The Limits You Should Know About
Nearly 20% of genetic tests return what’s called a variant of uncertain significance, or VUS. This means the lab found a DNA change, but there isn’t enough evidence yet to say whether it’s harmful or harmless. A VUS doesn’t give you a clear direction. You can’t act on it the way you’d act on a confirmed harmful variant, and it can sit in a gray zone for years before scientists gather enough data to reclassify it.
Research from the National Cancer Institute found that women who received a VUS result reported an increase in cancer-specific distress. That said, the overall psychological picture was mostly reassuring. Across all result types, including harmful findings and uncertain ones, participants who went through genetic counseling reported feeling less anxious and depressed after testing than before. The key ingredient was counseling. People who understood what their results meant, and what they didn’t mean, handled the information well.
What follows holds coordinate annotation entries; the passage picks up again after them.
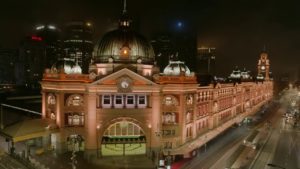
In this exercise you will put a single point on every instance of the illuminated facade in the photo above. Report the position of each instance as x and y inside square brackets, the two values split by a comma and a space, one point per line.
[124, 106]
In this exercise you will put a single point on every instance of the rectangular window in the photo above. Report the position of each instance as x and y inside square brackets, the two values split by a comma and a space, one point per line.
[142, 100]
[106, 99]
[130, 100]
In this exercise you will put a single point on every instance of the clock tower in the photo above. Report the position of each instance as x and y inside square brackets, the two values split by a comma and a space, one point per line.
[263, 66]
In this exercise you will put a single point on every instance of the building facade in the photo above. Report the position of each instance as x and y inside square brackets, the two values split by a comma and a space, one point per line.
[125, 106]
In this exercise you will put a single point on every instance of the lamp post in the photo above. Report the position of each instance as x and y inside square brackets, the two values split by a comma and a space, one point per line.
[275, 166]
[158, 134]
[97, 135]
[150, 149]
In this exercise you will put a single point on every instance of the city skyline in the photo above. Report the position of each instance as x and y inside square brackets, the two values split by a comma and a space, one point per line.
[239, 30]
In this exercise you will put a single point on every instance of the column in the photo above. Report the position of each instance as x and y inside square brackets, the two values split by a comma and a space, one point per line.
[90, 126]
[156, 127]
[60, 116]
[44, 104]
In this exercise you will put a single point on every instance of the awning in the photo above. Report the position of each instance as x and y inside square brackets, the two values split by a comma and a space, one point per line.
[28, 129]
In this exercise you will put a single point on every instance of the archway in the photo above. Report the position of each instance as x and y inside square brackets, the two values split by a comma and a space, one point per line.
[123, 137]
[75, 143]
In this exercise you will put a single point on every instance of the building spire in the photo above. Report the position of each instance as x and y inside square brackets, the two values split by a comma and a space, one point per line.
[264, 48]
[124, 7]
[124, 21]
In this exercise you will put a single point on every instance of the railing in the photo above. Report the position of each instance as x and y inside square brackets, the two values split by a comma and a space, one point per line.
[176, 79]
[66, 77]
[124, 59]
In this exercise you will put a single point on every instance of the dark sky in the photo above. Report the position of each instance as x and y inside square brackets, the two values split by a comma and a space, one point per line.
[237, 28]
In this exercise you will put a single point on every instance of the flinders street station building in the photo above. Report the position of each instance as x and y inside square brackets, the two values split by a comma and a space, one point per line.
[126, 106]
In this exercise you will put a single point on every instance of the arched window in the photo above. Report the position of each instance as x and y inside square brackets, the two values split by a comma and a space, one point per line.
[75, 119]
[170, 100]
[75, 100]
[51, 99]
[169, 118]
[124, 129]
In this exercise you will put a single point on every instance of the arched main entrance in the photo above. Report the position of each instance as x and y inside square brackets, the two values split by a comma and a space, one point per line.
[75, 143]
[123, 137]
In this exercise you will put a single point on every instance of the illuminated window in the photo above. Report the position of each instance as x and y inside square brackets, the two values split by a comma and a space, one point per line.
[125, 51]
[169, 118]
[75, 119]
[106, 99]
[170, 100]
[142, 99]
[51, 99]
[75, 100]
[119, 99]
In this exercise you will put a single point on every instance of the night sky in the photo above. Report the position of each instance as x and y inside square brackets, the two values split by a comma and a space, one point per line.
[239, 29]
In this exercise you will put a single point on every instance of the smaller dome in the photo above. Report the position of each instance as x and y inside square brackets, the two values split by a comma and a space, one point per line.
[176, 68]
[66, 65]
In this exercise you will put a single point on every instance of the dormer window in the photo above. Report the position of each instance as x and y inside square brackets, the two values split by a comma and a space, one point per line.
[125, 51]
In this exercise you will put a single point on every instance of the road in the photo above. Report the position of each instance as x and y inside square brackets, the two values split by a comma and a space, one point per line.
[282, 150]
[222, 147]
[7, 162]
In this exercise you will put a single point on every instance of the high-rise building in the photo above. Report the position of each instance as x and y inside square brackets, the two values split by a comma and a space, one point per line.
[7, 61]
[78, 42]
[164, 49]
[38, 51]
[263, 67]
[206, 64]
[206, 61]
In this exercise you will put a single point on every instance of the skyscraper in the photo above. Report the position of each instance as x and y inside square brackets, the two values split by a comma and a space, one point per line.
[78, 44]
[37, 52]
[7, 60]
[163, 48]
[206, 64]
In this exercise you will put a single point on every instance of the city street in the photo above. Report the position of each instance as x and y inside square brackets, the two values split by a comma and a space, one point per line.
[219, 150]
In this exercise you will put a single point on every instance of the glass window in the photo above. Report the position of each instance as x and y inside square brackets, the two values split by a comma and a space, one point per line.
[106, 99]
[51, 99]
[75, 119]
[142, 99]
[130, 99]
[75, 100]
[168, 100]
[119, 99]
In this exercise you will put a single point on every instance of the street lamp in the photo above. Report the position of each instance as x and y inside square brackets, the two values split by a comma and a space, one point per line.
[98, 141]
[275, 166]
[150, 149]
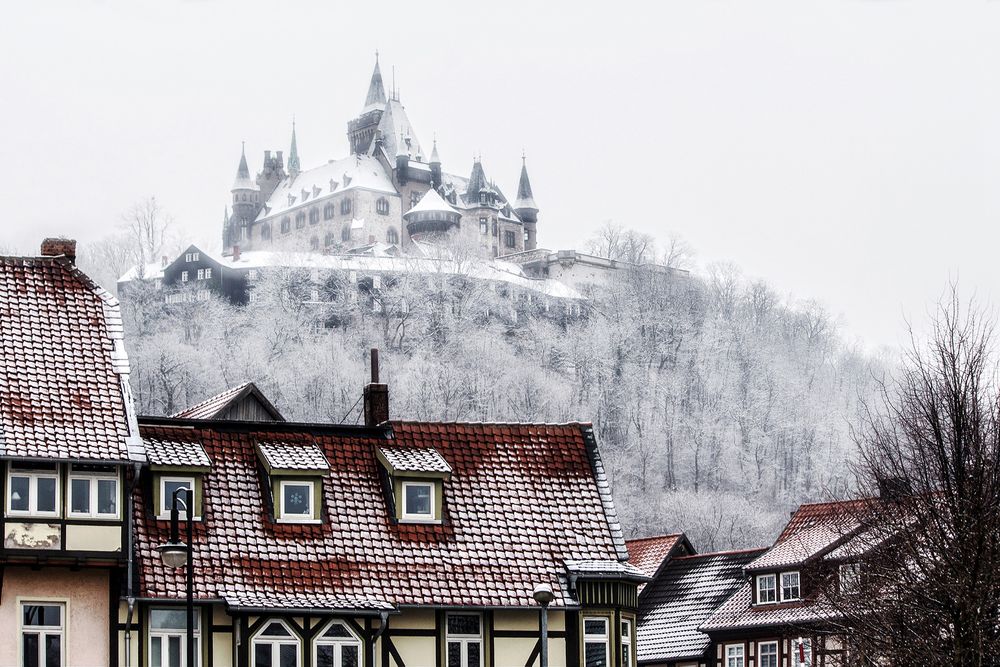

This points to an important distinction. Clinical genetic testing almost always includes pre-test and post-test counseling with a genetics professional. Consumer kits don’t. If you’re using a consumer test and it flags something concerning, you’ll need clinical confirmation before making any medical decisions.
What It Costs and What Insurance Covers
Consumer DNA kits typically run $100 to $300 out of pocket. Clinical genetic testing ranges from a few hundred dollars for a single-gene test to several thousand for whole genome sequencing.
Insurance coverage varies widely and depends on medical necessity. Medicare, for instance, covers BRCA testing only for patients who already have signs of disease, not for unaffected family members. Coverage also requires that genetic counseling has been performed before the test and is planned afterward. For multi-gene panels, every gene on the panel must be relevant to your personal and family history. Large panels stuffed with irrelevant genes won’t be covered.
Private insurers generally follow similar logic: if your personal or family history meets established guidelines for testing, coverage is likely. If you’re simply curious, you’ll probably pay out of pocket. Many testing labs offer financial assistance programs or payment plans, so it’s worth asking before assuming you can’t afford it.
Privacy Risks Are Real but Specific
A federal law called the Genetic Information Nondiscrimination Act (GINA) prevents health insurers and employers from using your genetic information against you. Your health insurance company can’t raise your premiums or deny you coverage based on a genetic test result, and your employer can’t use it in hiring or firing decisions.
The gap is significant, though. GINA does not cover life insurance, long-term care insurance, or disability insurance. If you test positive for a high-risk variant, insurers in these categories can legally factor that into their decisions in most states. Some states have passed additional protections, but coverage is uneven. If you’re considering applying for life or long-term care insurance, it may be worth doing so before undergoing genetic testing.
When Testing Probably Isn’t Worth It
If you have no family history of genetic conditions, no symptoms that suggest an underlying genetic cause, and no specific medical question you’re trying to answer, the yield from clinical testing is low. Consumer kits can be fun for ancestry exploration, but their health reports are limited in scope and can generate worry without providing actionable information.
Testing also has less value when you wouldn’t change your behavior based on the results. If learning you have an elevated genetic risk for a condition wouldn’t lead you to pursue earlier screening, adjust your family planning, or consider preventive options, the information may create anxiety without a clear benefit. The worth of a genetic test is ultimately tied to what you do with the answer.